Hilfe, ich bin jetzt fast neugierig auf Ritter Rüdiger!
Hihi, einfach mal hinfahren und Ohren aufsperren! :) Oder bei youtube nach „Ritter Rüdiger mit der langen Nase“ suchen und ersten Treffer anhören. ;)
also in Reutte gibts viel aber der Kaiserschmarrn kommt schon aus Wien Leute :-) muss ich ja als Wienerin wissen! Vielleicht gibts ihn dort aber „importiert“ :-) Netter ARtikel danke fürs Teilen
Na ja, für uns Deutsche ist ja Österreich kollektiv Kaiserschmarrnland. :) Dass sie eigentlich nur nach Wien gehören, ist mir neu.

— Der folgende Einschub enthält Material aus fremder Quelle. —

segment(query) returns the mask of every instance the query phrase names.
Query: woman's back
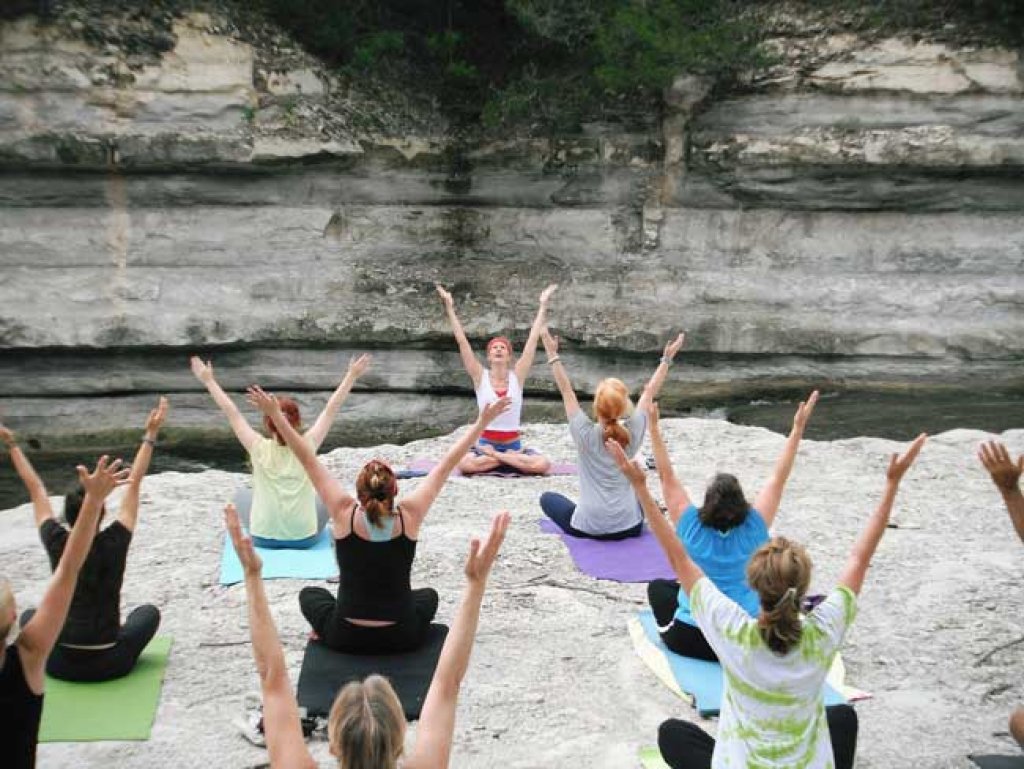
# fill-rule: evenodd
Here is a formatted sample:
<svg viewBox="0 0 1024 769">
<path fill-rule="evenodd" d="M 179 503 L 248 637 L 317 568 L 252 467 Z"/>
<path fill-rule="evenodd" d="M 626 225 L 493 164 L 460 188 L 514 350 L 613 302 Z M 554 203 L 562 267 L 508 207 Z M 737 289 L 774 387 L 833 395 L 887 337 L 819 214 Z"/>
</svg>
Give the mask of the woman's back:
<svg viewBox="0 0 1024 769">
<path fill-rule="evenodd" d="M 278 540 L 300 540 L 316 534 L 316 492 L 292 450 L 273 438 L 261 437 L 250 447 L 249 458 L 250 533 Z"/>
<path fill-rule="evenodd" d="M 782 655 L 768 648 L 757 619 L 707 577 L 693 586 L 690 604 L 725 669 L 712 766 L 831 766 L 823 687 L 856 614 L 853 592 L 833 590 L 804 619 L 797 645 Z"/>
<path fill-rule="evenodd" d="M 416 557 L 416 540 L 405 531 L 401 509 L 381 526 L 372 526 L 365 512 L 353 507 L 351 531 L 334 540 L 334 546 L 342 615 L 368 620 L 401 617 L 412 601 L 410 575 Z"/>
</svg>

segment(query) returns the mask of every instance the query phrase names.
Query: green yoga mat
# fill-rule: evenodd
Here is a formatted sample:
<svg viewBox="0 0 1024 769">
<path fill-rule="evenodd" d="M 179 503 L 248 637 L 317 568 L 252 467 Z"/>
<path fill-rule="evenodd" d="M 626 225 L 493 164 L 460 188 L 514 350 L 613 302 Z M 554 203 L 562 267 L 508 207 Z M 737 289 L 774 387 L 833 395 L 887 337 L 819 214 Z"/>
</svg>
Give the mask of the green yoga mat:
<svg viewBox="0 0 1024 769">
<path fill-rule="evenodd" d="M 640 764 L 644 769 L 669 769 L 657 748 L 640 748 Z"/>
<path fill-rule="evenodd" d="M 171 637 L 157 636 L 124 678 L 96 684 L 46 677 L 40 742 L 148 740 Z"/>
</svg>

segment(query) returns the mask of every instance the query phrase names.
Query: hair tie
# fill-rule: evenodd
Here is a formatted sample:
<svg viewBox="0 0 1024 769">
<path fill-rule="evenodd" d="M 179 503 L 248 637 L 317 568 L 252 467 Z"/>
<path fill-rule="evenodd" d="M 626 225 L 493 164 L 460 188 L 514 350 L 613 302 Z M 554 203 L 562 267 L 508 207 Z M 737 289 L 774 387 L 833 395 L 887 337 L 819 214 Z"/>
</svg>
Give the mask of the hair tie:
<svg viewBox="0 0 1024 769">
<path fill-rule="evenodd" d="M 792 601 L 794 605 L 796 604 L 796 588 L 795 587 L 791 587 L 791 588 L 787 588 L 786 589 L 786 592 L 782 594 L 782 598 L 780 598 L 779 602 L 777 604 L 775 604 L 775 608 L 778 609 L 786 601 Z"/>
</svg>

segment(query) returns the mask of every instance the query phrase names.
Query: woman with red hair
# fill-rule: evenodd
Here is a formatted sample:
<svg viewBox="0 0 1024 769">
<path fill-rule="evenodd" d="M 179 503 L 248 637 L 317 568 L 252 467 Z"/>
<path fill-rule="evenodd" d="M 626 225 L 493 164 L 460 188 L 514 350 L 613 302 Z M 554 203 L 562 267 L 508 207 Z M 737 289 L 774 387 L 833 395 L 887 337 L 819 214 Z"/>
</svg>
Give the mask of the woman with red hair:
<svg viewBox="0 0 1024 769">
<path fill-rule="evenodd" d="M 556 288 L 558 286 L 552 284 L 541 292 L 537 317 L 533 320 L 519 359 L 513 361 L 512 343 L 503 336 L 496 336 L 487 343 L 487 368 L 484 368 L 473 353 L 459 316 L 455 314 L 455 300 L 444 288 L 437 286 L 438 296 L 444 302 L 448 321 L 452 324 L 455 341 L 459 345 L 462 365 L 473 380 L 477 406 L 483 411 L 488 404 L 504 397 L 508 397 L 512 404 L 506 413 L 494 420 L 494 424 L 471 447 L 470 453 L 459 462 L 459 471 L 463 475 L 487 473 L 502 468 L 510 468 L 524 475 L 543 475 L 551 469 L 551 461 L 547 457 L 532 449 L 523 449 L 519 439 L 519 423 L 523 410 L 523 383 L 533 366 L 540 331 L 544 328 L 548 300 Z"/>
<path fill-rule="evenodd" d="M 192 356 L 191 363 L 192 373 L 206 386 L 214 402 L 228 418 L 239 443 L 249 453 L 252 488 L 239 489 L 234 504 L 253 543 L 257 547 L 272 549 L 301 550 L 312 547 L 327 523 L 327 509 L 317 498 L 302 464 L 288 448 L 269 417 L 263 418 L 268 437 L 260 435 L 249 425 L 234 401 L 214 378 L 212 363 L 204 363 L 198 356 Z M 349 362 L 345 378 L 331 394 L 313 426 L 303 433 L 303 440 L 312 451 L 320 448 L 352 385 L 369 366 L 369 355 L 361 355 Z M 279 402 L 288 423 L 296 430 L 301 429 L 302 417 L 298 404 L 291 398 L 281 398 Z"/>
<path fill-rule="evenodd" d="M 569 433 L 579 456 L 580 501 L 573 502 L 554 491 L 541 494 L 540 507 L 562 531 L 574 537 L 626 539 L 638 537 L 643 530 L 640 502 L 629 482 L 619 472 L 614 458 L 605 448 L 615 441 L 627 454 L 640 450 L 647 429 L 645 409 L 661 390 L 672 359 L 683 346 L 679 334 L 665 345 L 658 368 L 644 388 L 634 410 L 629 390 L 621 379 L 602 379 L 594 391 L 594 417 L 586 415 L 576 400 L 569 375 L 558 355 L 558 339 L 545 327 L 541 332 L 548 365 L 562 394 Z"/>
</svg>

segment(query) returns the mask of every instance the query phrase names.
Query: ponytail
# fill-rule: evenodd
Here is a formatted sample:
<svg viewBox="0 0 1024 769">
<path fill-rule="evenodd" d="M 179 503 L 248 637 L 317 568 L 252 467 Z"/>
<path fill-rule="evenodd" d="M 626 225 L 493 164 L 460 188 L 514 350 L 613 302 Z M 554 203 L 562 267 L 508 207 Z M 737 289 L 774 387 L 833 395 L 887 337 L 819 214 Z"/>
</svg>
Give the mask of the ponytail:
<svg viewBox="0 0 1024 769">
<path fill-rule="evenodd" d="M 604 439 L 629 448 L 629 431 L 619 424 L 629 412 L 629 390 L 621 379 L 602 379 L 594 392 L 594 416 L 601 423 Z"/>
<path fill-rule="evenodd" d="M 810 556 L 802 545 L 773 537 L 751 556 L 747 581 L 761 599 L 761 640 L 776 654 L 788 654 L 803 634 L 800 606 L 811 584 Z"/>
<path fill-rule="evenodd" d="M 374 526 L 391 515 L 398 494 L 398 481 L 387 462 L 373 459 L 366 463 L 356 479 L 356 496 Z"/>
</svg>

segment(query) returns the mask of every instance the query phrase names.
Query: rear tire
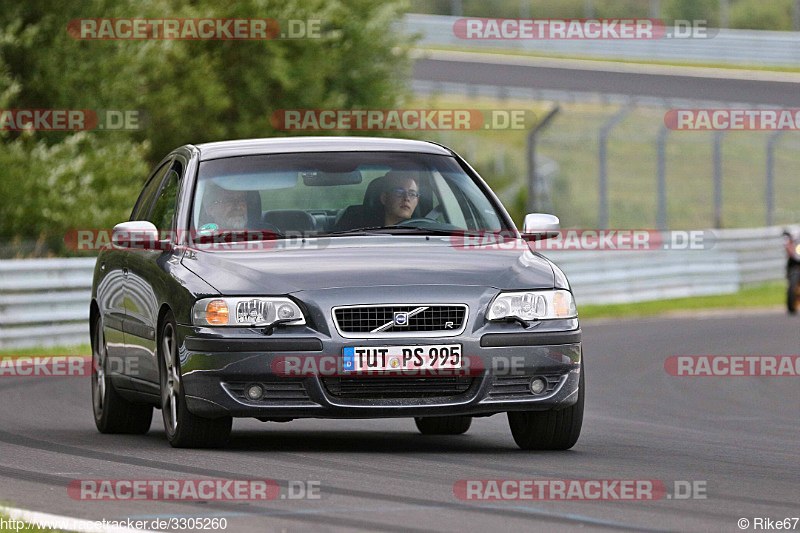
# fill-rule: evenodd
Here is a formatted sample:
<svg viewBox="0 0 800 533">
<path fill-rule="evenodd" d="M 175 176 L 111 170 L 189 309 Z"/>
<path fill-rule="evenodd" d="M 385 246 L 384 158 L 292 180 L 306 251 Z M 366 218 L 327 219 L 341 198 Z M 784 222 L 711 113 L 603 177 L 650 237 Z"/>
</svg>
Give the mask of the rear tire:
<svg viewBox="0 0 800 533">
<path fill-rule="evenodd" d="M 523 450 L 568 450 L 575 446 L 583 425 L 585 379 L 581 361 L 578 401 L 560 411 L 510 411 L 508 425 Z"/>
<path fill-rule="evenodd" d="M 425 416 L 414 422 L 423 435 L 461 435 L 472 425 L 471 416 Z"/>
<path fill-rule="evenodd" d="M 178 330 L 169 311 L 164 317 L 158 348 L 161 414 L 173 448 L 221 448 L 228 442 L 233 419 L 201 418 L 189 412 L 178 361 Z"/>
<path fill-rule="evenodd" d="M 92 325 L 92 411 L 100 433 L 144 435 L 150 430 L 153 407 L 129 402 L 117 392 L 108 369 L 108 345 L 103 319 Z"/>
<path fill-rule="evenodd" d="M 786 308 L 790 315 L 800 309 L 800 267 L 789 271 L 789 286 L 786 289 Z"/>
</svg>

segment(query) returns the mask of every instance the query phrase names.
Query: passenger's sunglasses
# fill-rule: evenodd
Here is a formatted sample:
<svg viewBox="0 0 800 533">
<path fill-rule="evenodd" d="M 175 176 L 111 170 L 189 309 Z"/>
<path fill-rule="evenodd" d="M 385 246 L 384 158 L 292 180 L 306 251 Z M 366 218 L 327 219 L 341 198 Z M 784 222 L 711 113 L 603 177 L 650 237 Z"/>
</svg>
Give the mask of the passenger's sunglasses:
<svg viewBox="0 0 800 533">
<path fill-rule="evenodd" d="M 408 198 L 419 198 L 419 193 L 417 191 L 407 191 L 405 189 L 392 189 L 392 194 L 398 198 L 402 198 L 403 196 Z"/>
</svg>

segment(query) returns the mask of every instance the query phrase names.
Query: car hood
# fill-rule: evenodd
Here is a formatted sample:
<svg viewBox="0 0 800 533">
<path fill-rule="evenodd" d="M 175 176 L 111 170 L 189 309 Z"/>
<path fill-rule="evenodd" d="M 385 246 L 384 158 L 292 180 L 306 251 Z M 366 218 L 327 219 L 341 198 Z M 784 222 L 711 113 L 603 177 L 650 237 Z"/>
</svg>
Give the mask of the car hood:
<svg viewBox="0 0 800 533">
<path fill-rule="evenodd" d="M 237 243 L 240 248 L 254 243 Z M 288 294 L 386 285 L 478 285 L 549 289 L 549 261 L 524 241 L 465 248 L 441 236 L 359 236 L 279 240 L 267 250 L 187 249 L 182 264 L 221 294 Z"/>
</svg>

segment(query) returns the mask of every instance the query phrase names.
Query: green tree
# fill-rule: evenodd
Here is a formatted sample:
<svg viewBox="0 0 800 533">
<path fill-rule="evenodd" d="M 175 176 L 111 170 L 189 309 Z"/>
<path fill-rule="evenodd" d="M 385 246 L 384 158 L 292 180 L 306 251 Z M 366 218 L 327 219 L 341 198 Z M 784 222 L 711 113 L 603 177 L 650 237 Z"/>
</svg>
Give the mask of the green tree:
<svg viewBox="0 0 800 533">
<path fill-rule="evenodd" d="M 662 12 L 666 20 L 707 20 L 709 28 L 719 24 L 719 0 L 665 0 Z"/>
<path fill-rule="evenodd" d="M 0 2 L 2 109 L 140 110 L 134 132 L 0 132 L 0 241 L 127 218 L 152 167 L 185 143 L 286 135 L 273 112 L 386 108 L 405 95 L 403 4 L 370 0 Z M 320 38 L 79 40 L 79 18 L 273 18 Z"/>
</svg>

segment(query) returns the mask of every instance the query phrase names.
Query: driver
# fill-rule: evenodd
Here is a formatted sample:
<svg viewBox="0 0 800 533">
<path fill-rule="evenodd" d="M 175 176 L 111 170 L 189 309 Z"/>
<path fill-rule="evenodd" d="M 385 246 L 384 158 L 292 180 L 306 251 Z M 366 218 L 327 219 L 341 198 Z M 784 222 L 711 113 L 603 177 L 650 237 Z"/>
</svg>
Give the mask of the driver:
<svg viewBox="0 0 800 533">
<path fill-rule="evenodd" d="M 208 217 L 220 229 L 244 229 L 247 226 L 247 195 L 209 184 L 203 207 Z M 214 228 L 216 229 L 216 228 Z"/>
<path fill-rule="evenodd" d="M 419 203 L 419 182 L 416 176 L 389 172 L 385 176 L 381 192 L 384 211 L 384 224 L 394 226 L 408 220 Z"/>
</svg>

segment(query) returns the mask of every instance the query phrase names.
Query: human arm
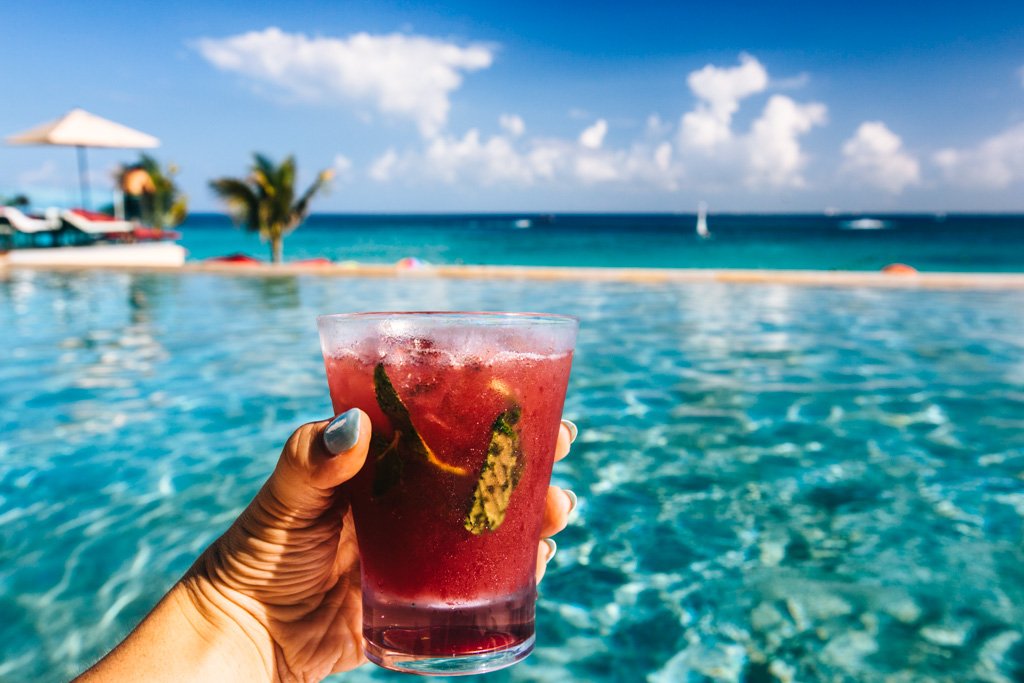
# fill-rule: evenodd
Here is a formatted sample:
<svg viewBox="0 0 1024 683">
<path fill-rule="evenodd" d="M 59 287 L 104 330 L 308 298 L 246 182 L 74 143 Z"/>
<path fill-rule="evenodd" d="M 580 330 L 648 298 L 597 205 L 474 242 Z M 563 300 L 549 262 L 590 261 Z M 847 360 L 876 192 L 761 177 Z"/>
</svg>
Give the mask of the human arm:
<svg viewBox="0 0 1024 683">
<path fill-rule="evenodd" d="M 574 431 L 563 424 L 556 458 Z M 358 410 L 300 427 L 231 528 L 78 680 L 315 681 L 364 663 L 359 558 L 341 484 L 362 467 L 370 432 Z M 548 490 L 543 536 L 565 526 L 573 500 Z M 538 579 L 552 554 L 542 541 Z"/>
</svg>

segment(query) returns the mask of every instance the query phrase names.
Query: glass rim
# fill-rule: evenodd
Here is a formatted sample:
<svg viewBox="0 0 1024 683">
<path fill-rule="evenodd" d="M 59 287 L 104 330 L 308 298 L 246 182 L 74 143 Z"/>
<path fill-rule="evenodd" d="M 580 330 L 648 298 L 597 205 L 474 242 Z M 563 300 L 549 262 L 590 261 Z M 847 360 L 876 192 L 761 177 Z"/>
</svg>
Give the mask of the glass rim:
<svg viewBox="0 0 1024 683">
<path fill-rule="evenodd" d="M 579 325 L 579 318 L 561 313 L 525 311 L 362 311 L 326 313 L 316 317 L 318 324 L 346 321 L 381 321 L 394 318 L 444 322 L 485 322 L 488 324 Z"/>
</svg>

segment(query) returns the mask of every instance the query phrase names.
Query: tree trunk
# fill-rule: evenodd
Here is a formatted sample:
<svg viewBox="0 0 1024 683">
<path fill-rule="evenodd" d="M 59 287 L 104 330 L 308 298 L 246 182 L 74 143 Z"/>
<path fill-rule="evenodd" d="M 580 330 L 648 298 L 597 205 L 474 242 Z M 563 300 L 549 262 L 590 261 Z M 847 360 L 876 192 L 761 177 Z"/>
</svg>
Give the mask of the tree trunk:
<svg viewBox="0 0 1024 683">
<path fill-rule="evenodd" d="M 270 260 L 274 263 L 280 263 L 284 255 L 284 238 L 283 237 L 271 237 L 270 238 Z"/>
</svg>

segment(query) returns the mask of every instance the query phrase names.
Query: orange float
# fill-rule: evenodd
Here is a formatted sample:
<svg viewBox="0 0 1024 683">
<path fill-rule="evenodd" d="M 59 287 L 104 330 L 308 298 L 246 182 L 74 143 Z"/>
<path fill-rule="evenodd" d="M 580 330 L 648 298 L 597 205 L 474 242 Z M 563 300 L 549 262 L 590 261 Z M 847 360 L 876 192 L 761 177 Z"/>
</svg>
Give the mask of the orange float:
<svg viewBox="0 0 1024 683">
<path fill-rule="evenodd" d="M 882 268 L 882 272 L 886 275 L 917 275 L 917 268 L 906 263 L 890 263 Z"/>
</svg>

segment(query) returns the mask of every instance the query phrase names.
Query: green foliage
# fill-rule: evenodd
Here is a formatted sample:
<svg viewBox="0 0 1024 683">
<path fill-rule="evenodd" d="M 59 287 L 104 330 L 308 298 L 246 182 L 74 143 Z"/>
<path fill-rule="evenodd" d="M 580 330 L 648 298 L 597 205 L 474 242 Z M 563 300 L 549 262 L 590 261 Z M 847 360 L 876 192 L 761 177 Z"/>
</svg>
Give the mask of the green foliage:
<svg viewBox="0 0 1024 683">
<path fill-rule="evenodd" d="M 149 183 L 130 188 L 126 179 L 132 173 L 144 171 Z M 160 230 L 181 225 L 188 216 L 188 197 L 181 193 L 174 177 L 178 167 L 168 164 L 166 170 L 160 162 L 143 154 L 139 161 L 121 172 L 120 184 L 125 190 L 125 209 L 129 217 L 138 218 L 146 225 Z M 132 190 L 135 190 L 134 192 Z"/>
<path fill-rule="evenodd" d="M 246 178 L 217 178 L 210 188 L 227 205 L 235 223 L 258 232 L 271 245 L 271 258 L 281 260 L 284 236 L 297 228 L 309 214 L 313 197 L 331 179 L 329 170 L 320 171 L 316 180 L 298 198 L 295 196 L 295 157 L 280 165 L 262 154 L 253 155 Z"/>
<path fill-rule="evenodd" d="M 27 195 L 16 194 L 13 197 L 0 195 L 0 206 L 25 207 L 31 204 Z"/>
</svg>

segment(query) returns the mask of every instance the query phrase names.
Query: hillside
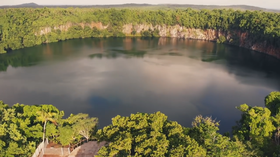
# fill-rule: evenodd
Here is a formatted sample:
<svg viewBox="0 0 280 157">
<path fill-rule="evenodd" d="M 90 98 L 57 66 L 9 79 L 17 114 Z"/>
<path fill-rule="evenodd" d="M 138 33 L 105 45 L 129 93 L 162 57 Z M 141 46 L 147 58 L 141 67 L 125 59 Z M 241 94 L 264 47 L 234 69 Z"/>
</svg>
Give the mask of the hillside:
<svg viewBox="0 0 280 157">
<path fill-rule="evenodd" d="M 217 41 L 280 58 L 279 13 L 233 9 L 8 8 L 0 9 L 0 19 L 0 53 L 74 38 L 142 36 Z"/>
<path fill-rule="evenodd" d="M 280 10 L 266 9 L 249 5 L 193 5 L 193 4 L 135 4 L 127 3 L 120 5 L 38 5 L 36 3 L 24 3 L 20 5 L 0 6 L 0 8 L 118 8 L 118 9 L 145 9 L 145 10 L 168 10 L 168 9 L 233 9 L 233 10 L 262 10 L 267 12 L 280 12 Z"/>
</svg>

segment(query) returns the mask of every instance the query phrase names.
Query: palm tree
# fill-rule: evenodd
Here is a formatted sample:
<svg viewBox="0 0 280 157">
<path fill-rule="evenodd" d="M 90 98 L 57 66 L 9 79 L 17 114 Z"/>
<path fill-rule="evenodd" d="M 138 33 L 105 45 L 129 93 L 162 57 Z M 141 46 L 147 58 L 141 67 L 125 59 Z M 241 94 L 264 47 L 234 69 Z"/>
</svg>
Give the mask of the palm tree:
<svg viewBox="0 0 280 157">
<path fill-rule="evenodd" d="M 44 153 L 46 125 L 47 125 L 48 121 L 50 121 L 50 122 L 54 123 L 55 125 L 57 125 L 56 118 L 55 118 L 57 116 L 57 113 L 55 113 L 55 112 L 46 112 L 45 110 L 42 109 L 41 111 L 37 111 L 37 114 L 38 114 L 37 120 L 44 123 L 44 130 L 43 130 L 43 153 Z"/>
</svg>

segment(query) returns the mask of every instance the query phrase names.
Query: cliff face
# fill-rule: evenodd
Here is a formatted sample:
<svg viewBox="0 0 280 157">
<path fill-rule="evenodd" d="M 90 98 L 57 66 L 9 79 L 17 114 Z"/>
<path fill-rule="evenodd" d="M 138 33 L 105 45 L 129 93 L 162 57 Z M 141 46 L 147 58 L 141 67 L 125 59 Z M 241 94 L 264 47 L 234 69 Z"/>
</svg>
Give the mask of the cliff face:
<svg viewBox="0 0 280 157">
<path fill-rule="evenodd" d="M 254 42 L 254 37 L 248 32 L 242 32 L 238 30 L 232 31 L 220 31 L 213 29 L 190 29 L 179 25 L 166 26 L 166 25 L 132 25 L 126 24 L 123 26 L 123 33 L 131 34 L 132 30 L 137 33 L 145 30 L 159 30 L 159 36 L 161 37 L 175 37 L 184 39 L 198 39 L 198 40 L 208 40 L 217 41 L 220 37 L 225 37 L 226 43 L 237 45 L 240 47 L 248 48 L 251 50 L 266 53 L 268 55 L 277 57 L 280 59 L 280 48 L 273 47 L 267 44 L 266 41 Z"/>
<path fill-rule="evenodd" d="M 61 30 L 67 31 L 70 27 L 74 25 L 80 25 L 82 28 L 89 26 L 90 28 L 96 27 L 98 29 L 106 29 L 108 27 L 103 25 L 101 22 L 91 22 L 91 23 L 67 23 L 65 25 L 60 25 L 57 27 L 46 27 L 41 29 L 36 35 L 43 35 L 50 33 L 51 30 Z M 233 44 L 236 46 L 248 48 L 251 50 L 266 53 L 268 55 L 277 57 L 280 59 L 280 48 L 276 48 L 266 41 L 257 42 L 254 40 L 254 36 L 248 32 L 242 32 L 239 30 L 231 31 L 221 31 L 214 29 L 194 29 L 185 28 L 179 25 L 166 26 L 166 25 L 156 25 L 152 24 L 125 24 L 123 26 L 122 32 L 126 35 L 131 36 L 132 32 L 135 31 L 136 35 L 140 34 L 142 31 L 154 31 L 158 30 L 160 37 L 173 37 L 173 38 L 183 38 L 183 39 L 197 39 L 197 40 L 207 40 L 207 41 L 218 41 L 221 37 L 224 37 L 225 43 Z"/>
</svg>

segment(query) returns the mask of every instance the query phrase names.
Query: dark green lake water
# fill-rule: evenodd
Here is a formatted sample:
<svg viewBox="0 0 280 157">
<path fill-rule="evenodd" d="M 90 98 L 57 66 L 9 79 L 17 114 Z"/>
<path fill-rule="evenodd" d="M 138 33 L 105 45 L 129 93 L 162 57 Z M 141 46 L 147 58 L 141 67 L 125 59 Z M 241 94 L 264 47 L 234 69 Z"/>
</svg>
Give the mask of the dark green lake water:
<svg viewBox="0 0 280 157">
<path fill-rule="evenodd" d="M 240 119 L 236 106 L 264 106 L 280 90 L 279 62 L 247 49 L 179 39 L 77 39 L 0 55 L 0 100 L 53 104 L 99 118 L 165 113 L 191 126 L 212 116 L 221 132 Z"/>
</svg>

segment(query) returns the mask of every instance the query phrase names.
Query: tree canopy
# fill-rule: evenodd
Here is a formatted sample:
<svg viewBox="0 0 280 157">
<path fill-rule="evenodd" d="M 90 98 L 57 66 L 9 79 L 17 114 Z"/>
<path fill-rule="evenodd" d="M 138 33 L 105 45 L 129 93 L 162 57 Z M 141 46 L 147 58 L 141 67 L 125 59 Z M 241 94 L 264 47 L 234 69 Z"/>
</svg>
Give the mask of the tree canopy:
<svg viewBox="0 0 280 157">
<path fill-rule="evenodd" d="M 98 151 L 103 156 L 279 156 L 280 92 L 265 97 L 266 107 L 237 107 L 241 119 L 232 134 L 220 134 L 219 122 L 211 117 L 195 117 L 192 127 L 184 127 L 161 113 L 116 116 L 112 124 L 97 130 L 98 119 L 87 114 L 71 114 L 52 105 L 9 106 L 0 101 L 0 156 L 31 156 L 42 142 L 42 131 L 62 146 L 82 141 L 106 141 Z"/>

Aber gut, hier in Norddeutschland täte man sich ja auch schwer mit der Suche nach Eisbein und Sauerkraut.
Hallo zusammen,
vielen Dank für den tollen Beitrag und die schönen Fotos.
Der nächste Familienurlaub steht vor der Tür! Mein Mann, ich und unsere zwei Kinder freuen uns schon riesig, denn es geht nach Österreich. Auf der Suche nach Hotels bin ich auf diese Seite gestoßen: [Link zum Hotel entfernt.]
LG
Nadine
Liebe Nadine, ich glaube an das Gute im Menschen und bin fest entschlossen, dir kein absichtliches Linkdropping zu unterstellen. ;)
Wer sein Hotel auf family4travel vorstellen möchte, kann mich gerne anschreiben, vielleicht kommen wir dann ins Geschäft.
Allen Österreich-Urlaubern wünsche ich schöne Ferien!!